The "berry famine" seemed to have been kicked off by a preceding series of comparatively warm springs coupled with years of little day-night temperature variation during July which lasted into the middle of the famine. However, even with amelioration of these weather-related drivers, it appears as if recovery of fruit crops was not instantaneous, but rather lagged by several years. Put together, the seminal lesson seems to be that there are, indeed, probable lags of several years in fruit production in response to climatic drivers, which perhaps compounds the lags in response of bear populations to availability of foods such as huckleberry (see this entry on NCDE Demography).
Not surprisingly, consumption of fruit by grizzly bears reflects fruit availability, both annually and seasonally. Unfortunately, evidence for annual variation in consumption comes almost wholly from anecdote rather than from data, which is a predictable consequence of logistical difficulties in collecting enough field evidence to support annual estimates of consumption. By contrast, there is ample direct evidence of more predictable seasonal variation in fruit consumption by bears, some of which I presented in the introduction to this section on fruit, albeit without differentiating which species were being consumed when. Consumption invariably peaks after fruits produced during the current year have reached full ripeness, which typically occurs around mid-summer.
In the figures at right I provide a little more detail on this seasonal progression for two study area: the North Fork, emblematic of west-side environments, and the Alberta foothills, emblematic of east-side environments.
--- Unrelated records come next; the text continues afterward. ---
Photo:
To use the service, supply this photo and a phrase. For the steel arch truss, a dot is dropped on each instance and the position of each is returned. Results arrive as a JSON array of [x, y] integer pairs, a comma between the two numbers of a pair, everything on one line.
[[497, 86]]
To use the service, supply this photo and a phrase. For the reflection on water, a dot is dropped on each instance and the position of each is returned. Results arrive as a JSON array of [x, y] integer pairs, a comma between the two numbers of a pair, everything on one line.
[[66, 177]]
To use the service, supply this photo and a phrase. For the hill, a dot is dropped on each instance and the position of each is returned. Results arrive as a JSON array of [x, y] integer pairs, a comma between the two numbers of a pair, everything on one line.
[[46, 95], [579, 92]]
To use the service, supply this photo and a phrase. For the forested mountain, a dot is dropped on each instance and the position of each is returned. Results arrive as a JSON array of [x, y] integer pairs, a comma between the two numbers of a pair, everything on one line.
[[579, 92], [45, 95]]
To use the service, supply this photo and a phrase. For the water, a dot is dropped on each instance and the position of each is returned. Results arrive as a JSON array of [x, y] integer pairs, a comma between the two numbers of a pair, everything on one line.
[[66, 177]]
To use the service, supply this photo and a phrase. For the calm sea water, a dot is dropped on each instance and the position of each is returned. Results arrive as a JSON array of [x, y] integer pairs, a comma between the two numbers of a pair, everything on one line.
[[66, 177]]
Notably, thanks to Bruce McLellan (top; again) and Robin Munro (bottom), the progression provides details on which types of fruit were being eaten, when, with blue denoting huckleberry, dark red, buffaloberry, and lighter red, kinnikinnick (Arctostaphylos uva-ursi).
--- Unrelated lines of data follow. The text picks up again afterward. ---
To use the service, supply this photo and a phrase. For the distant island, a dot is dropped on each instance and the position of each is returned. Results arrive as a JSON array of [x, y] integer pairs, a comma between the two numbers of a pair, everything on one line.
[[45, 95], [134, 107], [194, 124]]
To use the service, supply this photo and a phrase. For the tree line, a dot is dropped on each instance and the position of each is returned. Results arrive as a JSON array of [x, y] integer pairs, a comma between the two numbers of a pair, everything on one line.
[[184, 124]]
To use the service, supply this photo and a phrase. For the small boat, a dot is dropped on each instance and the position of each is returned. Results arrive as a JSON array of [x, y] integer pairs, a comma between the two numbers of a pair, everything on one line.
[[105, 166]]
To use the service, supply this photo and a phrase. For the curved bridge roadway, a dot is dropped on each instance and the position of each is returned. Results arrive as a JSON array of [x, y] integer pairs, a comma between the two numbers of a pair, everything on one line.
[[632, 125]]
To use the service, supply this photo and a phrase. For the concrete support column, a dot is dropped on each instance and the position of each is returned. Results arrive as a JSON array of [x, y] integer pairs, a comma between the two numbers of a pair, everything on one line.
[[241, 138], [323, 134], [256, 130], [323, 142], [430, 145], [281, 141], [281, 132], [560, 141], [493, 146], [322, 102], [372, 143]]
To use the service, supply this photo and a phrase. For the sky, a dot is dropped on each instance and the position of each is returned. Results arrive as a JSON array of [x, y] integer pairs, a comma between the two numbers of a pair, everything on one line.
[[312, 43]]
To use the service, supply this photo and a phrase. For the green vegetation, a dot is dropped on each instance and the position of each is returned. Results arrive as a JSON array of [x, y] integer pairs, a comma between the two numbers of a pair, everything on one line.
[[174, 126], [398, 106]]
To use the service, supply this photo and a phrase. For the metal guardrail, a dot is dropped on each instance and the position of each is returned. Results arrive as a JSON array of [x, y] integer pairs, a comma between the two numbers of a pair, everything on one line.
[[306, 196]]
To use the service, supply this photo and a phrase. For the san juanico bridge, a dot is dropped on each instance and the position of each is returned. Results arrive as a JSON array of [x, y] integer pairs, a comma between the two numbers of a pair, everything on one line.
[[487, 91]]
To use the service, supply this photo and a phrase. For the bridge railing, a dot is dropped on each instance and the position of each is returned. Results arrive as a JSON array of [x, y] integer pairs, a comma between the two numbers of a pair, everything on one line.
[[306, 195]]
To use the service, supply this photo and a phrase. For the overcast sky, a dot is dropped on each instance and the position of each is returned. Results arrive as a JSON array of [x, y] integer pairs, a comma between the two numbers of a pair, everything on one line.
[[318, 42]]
In addition to the pattern illustrated in the Introduction of greater consumption of buffaloberry in east-side continental climates compared to the more maritime west-side climates, these figures also illustrate the more prolonged period of fruit consumption in more productive west-side environments (roughly 4 weeks compared to 2) along with an onset roughly 3-weeks earlier. Consumption of lower-quality kinnikinnick berries is also largely confined to early or late in the year after fall frosts or over-winter weather have produced higher sugar content.
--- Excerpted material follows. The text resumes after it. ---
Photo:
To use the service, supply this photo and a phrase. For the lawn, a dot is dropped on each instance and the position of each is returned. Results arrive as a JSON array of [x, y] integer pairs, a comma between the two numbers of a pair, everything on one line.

Without intending to belabor the obvious, seasonal patterns of fruit consumption reflect the culmination of fruit properties that enhance nutritional benefits for bears, including size, sugar content, and digestibility, all of which tend to be temporally correlated. The figures at left illustrate such patterns for two higher-quality fruits: serviceberry (top) and huckleberry (bottom).
The top graph shows size of serviceberry fruits as a function of "growing-degree-days," which is a rough proxy for progression of the summer season. Increase in size is clearly not a linear function of cumulative warmth. Rather, size skyrockets once the season has accumulated 600-700 growing degree days. In part, this reflects the comparative affinity of serviceberry for warmth, but nonetheless with broader implications for all fruit-producing species.
The figure at bottom shows sugar concentration for huckleberries based on data collected by Kate Kendall in Glacier National Park. The basic point is obvious: sugar content peaks at peak ripeness, coincident with peak consumption by grizzly bears (see immediately above), but then drops as berries weather. By implication, declining consumption of huckleberries during mid-September is probably as much a function of declining nutritional benefit from consumed berries as it is from diminished abundance of fruits resulting from widespread consumption by frugivores.